Take time to watch a local snowsports event

by Tony Chamberlain/

Bode Miller schmoozes with the crowd after his winning national championship run at Sugarloaf. (photo: Tony Chamberlain)

Bode Miller schmoozes with the crowd after his winning national championship run at Sugarloaf. (photo: Tony Chamberlain)

In honor of the Olympic Games about to open in Vancouver — with some very competitive U.S. skiers with names like Vonn, Miller, Ligety and Mancuso — I have a modest proposal: Once, just once this winter when a ski or snowboard event is taking place at a resort you’re visiting, stop for just a little while to watch the action. Top athletes flying down a slope with grace and control, or exploding out of a halfpipe to perform acrobatics in the air, is an infectious joy to watch.

Especially if the athlete you’re watching can teach by example a pointer or two about how you’re performing in your chosen discipline. Pathetically.

I never quite understood the disconnect: look at a major golf tournament and you see fans by the thousands cramming every fairway, even in this currently Tiger-less era. But, except for very top competition such as Olympics or World Championships, it’s hard to find snowsports fans ready to stand for an hour and watch a top flight competition.

I always admired how Tom Cochran was able to amass a crowd in the stands at Waterville Valley to watch World Cup action (last area in New England to hold a World Cup). They were not disappointed in 1991 to see Maine’s Julie Parisien beat the world’s best in a giant slalom.
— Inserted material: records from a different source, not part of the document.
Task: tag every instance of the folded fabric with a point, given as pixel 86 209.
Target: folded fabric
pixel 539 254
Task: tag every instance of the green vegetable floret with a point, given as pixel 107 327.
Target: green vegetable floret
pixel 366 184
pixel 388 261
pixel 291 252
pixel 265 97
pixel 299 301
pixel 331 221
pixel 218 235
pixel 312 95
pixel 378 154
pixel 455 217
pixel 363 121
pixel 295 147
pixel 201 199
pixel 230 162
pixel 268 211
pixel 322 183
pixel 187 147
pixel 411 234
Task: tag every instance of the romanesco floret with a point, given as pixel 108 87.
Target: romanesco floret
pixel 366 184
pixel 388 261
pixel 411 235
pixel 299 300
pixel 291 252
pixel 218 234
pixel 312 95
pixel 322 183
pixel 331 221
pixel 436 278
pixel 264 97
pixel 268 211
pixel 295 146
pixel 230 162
But I wonder how many spectators there would have been if Tom had not, A) imported the student body of Holderness School, B) shut down all Waterville lifts during race time, and C) given out little American flags to wave.

Now, as a one-time ski race parent I would not sentence anyone to stand around in the snow for very long watching a bunch of 13-year-olds go through gates. It’s not fun, unless your kid wins. You’re standing still in the cold. You want to go skiing. I know all that.
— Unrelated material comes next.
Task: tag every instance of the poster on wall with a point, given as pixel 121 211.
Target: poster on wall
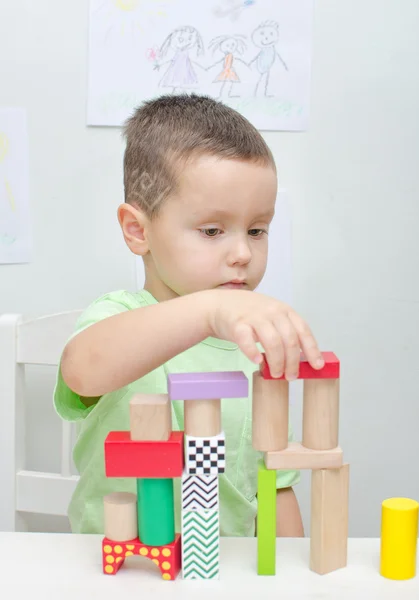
pixel 254 55
pixel 15 227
But around New England every winter there are a number of really top-flight ski and snowboard events, and these really are worth investing an hour of your time (usually less).
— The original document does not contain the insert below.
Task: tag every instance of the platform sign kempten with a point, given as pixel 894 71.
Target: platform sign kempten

Several times in the last decade, Sugarloaf has played host to the U.S. Ski Team National Championships. There, between runs down Kings Landing on a perfect bluebird March morning, we stopped at the side of the Narrow Gauge race course to watch Bode Miller scream the headwall at 80 mph, making a sweet right-footed compression, then resumed our own pathetic efforts to, um, ski.

At Attitash a couple of years ago, the best college ski racers in the country competed for the NCAA championship, and we could stand amid the competitors to watch Dartmouth skiers prevail for the first time in decades. Then, again, resume our own runs. Sunday River hosts a NorAm every January.

And at Stratton, the best snowboarders in the world gather every March to compete in the U.S. Open Snowboard Championships, with names like Shaun White and Kelly Clark — Olympic gold medalists — putting on their amazing world-topping magic show in the pipe.

Doing just a little spectating at the top snowsports events does not take much investment in time, it’s absolutely free, and again, it may even have something to teach us. Besides the fact that, compared to championship-level snow athletes, most of us really are pathetic.